Will Page: It has the potential to widen further because we have this topic, which we're going to get into in [00:11:00] future episodes, and for our listeners, I'm lining up some special guests for this, the great resignation. Like, 4.5 million Americans quit their jobs recently. Hundreds of thousands of British people are quitting their jobs. What I think people are sleeping on in terms of the economics of this great resignation is if you want to get them back into work, you're going to have to bid wages up even higher.

Richard Kramer: Mm-hmm [affirmative].

Will Page: Which is gonna push inflation up even higher, which is gonna widen this gap between the rate of inflation and interest rates. So if people are getting out of bond markets and equities now, what's left is gonna have more exitus in the future surely?

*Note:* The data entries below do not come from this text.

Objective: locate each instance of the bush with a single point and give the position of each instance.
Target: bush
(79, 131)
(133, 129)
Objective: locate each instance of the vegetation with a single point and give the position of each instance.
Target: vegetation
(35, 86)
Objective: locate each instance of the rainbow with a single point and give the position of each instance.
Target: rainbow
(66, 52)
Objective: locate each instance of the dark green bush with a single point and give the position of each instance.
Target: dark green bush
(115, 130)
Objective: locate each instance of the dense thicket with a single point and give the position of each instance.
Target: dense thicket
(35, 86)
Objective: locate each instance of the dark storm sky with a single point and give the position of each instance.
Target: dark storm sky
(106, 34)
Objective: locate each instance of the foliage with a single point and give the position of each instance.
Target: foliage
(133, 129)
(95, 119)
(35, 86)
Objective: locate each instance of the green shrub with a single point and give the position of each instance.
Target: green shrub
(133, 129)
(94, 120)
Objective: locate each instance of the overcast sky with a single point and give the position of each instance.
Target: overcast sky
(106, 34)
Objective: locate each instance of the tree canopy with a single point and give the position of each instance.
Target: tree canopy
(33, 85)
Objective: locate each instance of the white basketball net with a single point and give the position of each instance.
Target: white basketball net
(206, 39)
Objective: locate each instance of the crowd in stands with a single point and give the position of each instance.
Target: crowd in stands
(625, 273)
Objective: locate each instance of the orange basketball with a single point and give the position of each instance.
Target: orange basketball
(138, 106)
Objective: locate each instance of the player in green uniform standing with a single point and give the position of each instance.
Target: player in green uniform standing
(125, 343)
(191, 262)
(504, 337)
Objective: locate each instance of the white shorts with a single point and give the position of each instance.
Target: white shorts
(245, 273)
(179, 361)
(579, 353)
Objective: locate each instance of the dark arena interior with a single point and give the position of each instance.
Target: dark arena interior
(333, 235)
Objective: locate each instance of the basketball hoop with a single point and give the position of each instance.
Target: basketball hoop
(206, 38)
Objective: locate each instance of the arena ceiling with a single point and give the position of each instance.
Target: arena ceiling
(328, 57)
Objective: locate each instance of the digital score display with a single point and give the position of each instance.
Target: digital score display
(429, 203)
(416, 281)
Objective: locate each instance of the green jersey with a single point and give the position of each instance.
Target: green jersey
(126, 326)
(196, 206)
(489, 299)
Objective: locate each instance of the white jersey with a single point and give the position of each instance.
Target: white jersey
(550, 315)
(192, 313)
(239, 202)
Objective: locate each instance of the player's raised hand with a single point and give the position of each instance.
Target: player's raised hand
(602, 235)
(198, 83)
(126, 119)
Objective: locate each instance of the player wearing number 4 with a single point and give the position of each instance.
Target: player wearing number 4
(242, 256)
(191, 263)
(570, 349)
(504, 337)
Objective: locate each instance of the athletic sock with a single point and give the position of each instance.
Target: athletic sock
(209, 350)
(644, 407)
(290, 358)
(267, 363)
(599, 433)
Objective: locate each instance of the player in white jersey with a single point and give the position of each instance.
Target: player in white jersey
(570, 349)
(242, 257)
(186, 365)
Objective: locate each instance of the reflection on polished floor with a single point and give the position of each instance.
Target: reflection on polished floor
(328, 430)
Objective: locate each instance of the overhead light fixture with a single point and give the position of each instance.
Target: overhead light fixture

Richard Kramer: So one thing I would hark back to is the fact that, in the past 12 years, since the global financial crisis, all of the major central banks in the US, in Europe, in the UK, in Japan have all been engaged in printing money. So they have flooded the zone in terms of the money supply, and I'm sure when you were studying macro economics as a young lad, you learned a lot about M1 and M2, [00:12:00] money supply, and so forth. And- and the more money you pump into the economy, the natural hum for it is to be- and to see inflation across the board. Whether it's what you paid for a pint of milk or some digestive biscuits, what you paid in university from what you pay today, what happens in wages, what happens to a range of goods, we are clearly seeing inflation across the board in labor, in commodities, in a whole range of areas. And some of that has been sparked or pushed forward by the fact that we effectively took a year out of producing additional products or commodities.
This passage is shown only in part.